Re: Functionscan estimates

From: Neil Conway <neilc(at)samurai(dot)com>
To: Tom Lane <tgl(at)sss(dot)pgh(dot)pa(dot)us>
Cc: "Jim C(dot) Nasby" <decibel(at)decibel(dot)org>, Alvaro Herrera <alvherre(at)dcc(dot)uchile(dot)cl>, Josh Berkus <josh(at)agliodbs(dot)com>, Michael Fuhr <mike(at)fuhr(dot)org>, pgsql-performance(at)postgresql(dot)org
Subject: Re: Functionscan estimates
Date: 2005-04-10 05:44:00
Message-ID: 4258BD20.7090907@samurai.com
Views: Raw Message | Whole Thread | Download mbox | Resend email
Thread:
Lists: pgsql-hackers pgsql-performance

Tom Lane wrote:
> The larger point is that writing an estimator for an SRF is frequently a
> task about as difficult as writing the SRF itself

True, although I think this doesn't necessarily kill the idea.

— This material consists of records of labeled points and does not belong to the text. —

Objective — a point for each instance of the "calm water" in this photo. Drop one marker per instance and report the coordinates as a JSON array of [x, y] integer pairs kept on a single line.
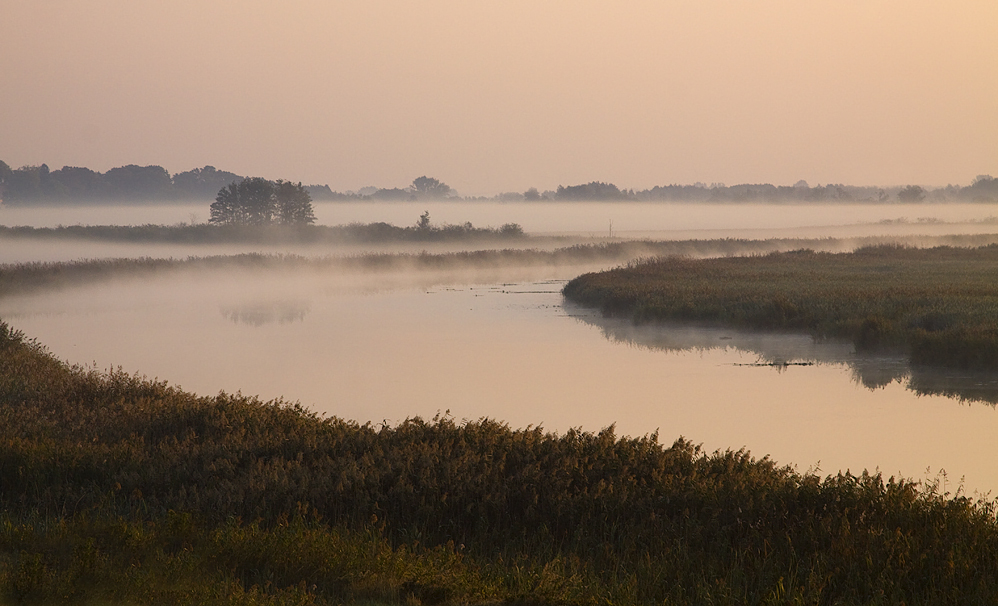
[[389, 346], [378, 350]]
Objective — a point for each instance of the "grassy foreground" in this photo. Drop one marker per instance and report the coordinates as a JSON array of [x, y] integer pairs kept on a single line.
[[116, 489], [938, 304]]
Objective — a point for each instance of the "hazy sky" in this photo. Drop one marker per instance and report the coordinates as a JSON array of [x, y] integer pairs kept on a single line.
[[502, 95]]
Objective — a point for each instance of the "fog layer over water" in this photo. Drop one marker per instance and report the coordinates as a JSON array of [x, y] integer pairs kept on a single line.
[[385, 348], [502, 343]]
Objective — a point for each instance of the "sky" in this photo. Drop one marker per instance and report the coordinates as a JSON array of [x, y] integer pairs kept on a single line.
[[502, 95]]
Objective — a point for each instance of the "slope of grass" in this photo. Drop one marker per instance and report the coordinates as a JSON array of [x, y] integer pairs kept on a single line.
[[939, 304], [116, 489]]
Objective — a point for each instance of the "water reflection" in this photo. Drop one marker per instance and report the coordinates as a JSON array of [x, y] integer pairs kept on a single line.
[[261, 313], [781, 352]]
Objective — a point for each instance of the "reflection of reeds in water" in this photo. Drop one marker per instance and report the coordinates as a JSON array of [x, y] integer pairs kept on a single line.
[[117, 489], [939, 306], [783, 351], [259, 314]]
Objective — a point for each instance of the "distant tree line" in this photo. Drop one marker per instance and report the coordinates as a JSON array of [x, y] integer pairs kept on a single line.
[[256, 201], [37, 184], [132, 183]]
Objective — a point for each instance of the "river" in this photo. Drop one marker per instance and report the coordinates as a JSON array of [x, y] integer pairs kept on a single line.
[[383, 347]]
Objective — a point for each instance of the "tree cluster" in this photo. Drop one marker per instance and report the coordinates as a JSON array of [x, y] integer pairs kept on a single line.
[[256, 201], [132, 183]]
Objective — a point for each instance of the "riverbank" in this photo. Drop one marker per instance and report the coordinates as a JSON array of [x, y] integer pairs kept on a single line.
[[121, 489], [938, 305]]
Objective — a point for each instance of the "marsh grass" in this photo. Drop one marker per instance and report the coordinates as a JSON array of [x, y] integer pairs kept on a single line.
[[117, 489], [19, 278], [939, 305], [205, 233]]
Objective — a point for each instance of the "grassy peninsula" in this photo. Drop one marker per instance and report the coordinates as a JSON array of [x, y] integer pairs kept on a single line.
[[940, 305], [117, 489]]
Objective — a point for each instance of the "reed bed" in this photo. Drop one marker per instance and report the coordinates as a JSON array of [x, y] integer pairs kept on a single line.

If
writing an estimator for a given SRF is too difficult, the user is no
worse off than they are today. Hopefully there would be a fairly large
class of SRFs for which writing an estimator would be relatively simple,
and result in improved planner behavior.

> I don't foresee a whole lot of use of an estimator hook designed as
> proposed here. In particular, if the API is such that we can only
> use the estimator when all the function arguments are plan-time
> constants, it's not going to be very helpful.

Yes :( One approach might be to break the function's domain into pieces
and have the estimator function calculate the estimated result set size
for each piece. So, given a trivial function like:

foo(int):
if $1 < 10 then produce 100 rows
else produce 10000 rows

If the planner has encoded the distribution of input tuples to the
function as a histogram, it could invoke the SRF's estimator function
for the boundary values of each histogram bucket, and use that to get an
idea of the function's likely result set size at runtime.

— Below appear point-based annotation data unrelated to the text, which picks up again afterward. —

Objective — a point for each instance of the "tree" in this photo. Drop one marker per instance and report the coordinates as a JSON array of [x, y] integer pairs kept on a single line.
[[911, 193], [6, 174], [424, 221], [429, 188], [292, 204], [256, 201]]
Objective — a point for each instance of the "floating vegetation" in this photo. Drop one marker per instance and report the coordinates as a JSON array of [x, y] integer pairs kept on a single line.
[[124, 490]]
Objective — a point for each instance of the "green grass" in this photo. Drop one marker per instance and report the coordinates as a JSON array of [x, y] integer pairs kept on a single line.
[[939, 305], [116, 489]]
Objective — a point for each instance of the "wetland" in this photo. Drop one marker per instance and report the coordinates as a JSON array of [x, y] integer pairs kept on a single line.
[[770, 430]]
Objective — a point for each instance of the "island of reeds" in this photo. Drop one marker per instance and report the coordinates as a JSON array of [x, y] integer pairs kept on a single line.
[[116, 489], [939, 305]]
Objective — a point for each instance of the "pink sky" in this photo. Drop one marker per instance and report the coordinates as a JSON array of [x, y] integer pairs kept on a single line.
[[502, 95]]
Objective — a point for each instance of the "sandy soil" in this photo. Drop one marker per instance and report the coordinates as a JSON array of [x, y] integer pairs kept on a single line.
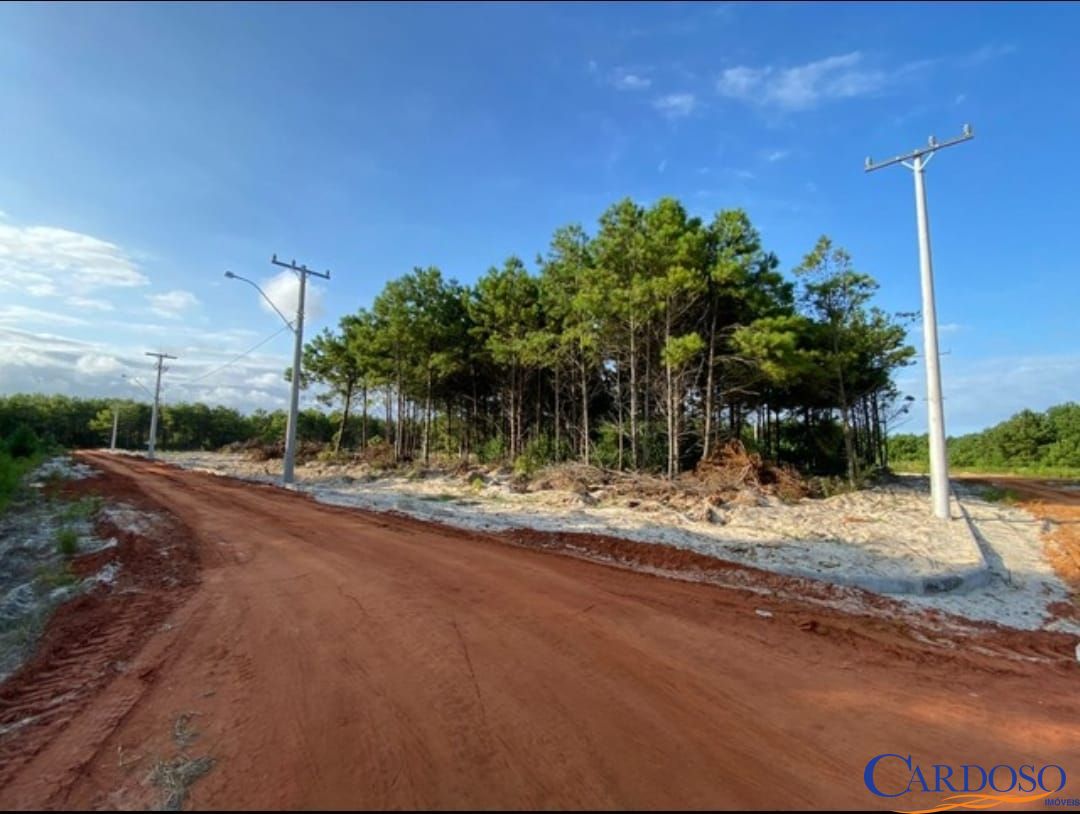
[[326, 656], [882, 539]]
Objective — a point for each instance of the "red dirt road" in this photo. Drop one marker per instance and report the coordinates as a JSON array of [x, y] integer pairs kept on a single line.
[[331, 658]]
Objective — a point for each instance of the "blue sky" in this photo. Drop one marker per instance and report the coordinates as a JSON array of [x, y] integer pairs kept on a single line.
[[148, 148]]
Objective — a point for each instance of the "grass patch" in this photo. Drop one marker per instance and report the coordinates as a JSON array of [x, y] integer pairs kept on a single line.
[[12, 473], [921, 467], [994, 494], [84, 509], [175, 778], [54, 578], [67, 542]]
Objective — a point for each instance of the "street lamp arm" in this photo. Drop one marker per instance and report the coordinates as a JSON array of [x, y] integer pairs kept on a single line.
[[288, 323]]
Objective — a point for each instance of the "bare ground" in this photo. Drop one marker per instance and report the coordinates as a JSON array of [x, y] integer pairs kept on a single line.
[[324, 656]]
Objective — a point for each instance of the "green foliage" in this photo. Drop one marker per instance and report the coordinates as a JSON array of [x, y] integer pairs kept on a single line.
[[84, 509], [23, 443], [494, 450], [56, 577], [1028, 443], [996, 494], [21, 450], [67, 542], [644, 344]]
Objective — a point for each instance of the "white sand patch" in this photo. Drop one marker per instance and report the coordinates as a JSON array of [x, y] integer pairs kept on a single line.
[[63, 466], [883, 539], [131, 519]]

And yes, the idea as sketched is totally unworkable :) For one thing,
the difficulty of doing this grows rapidly as the number of arguments to
the function increases. But perhaps there is some variant of this idea
that might work...

Another thought is that the estimator could provide information on the
cost of evaluating the function, the number of tuples produced by the
function, and even the distribution of those tuples.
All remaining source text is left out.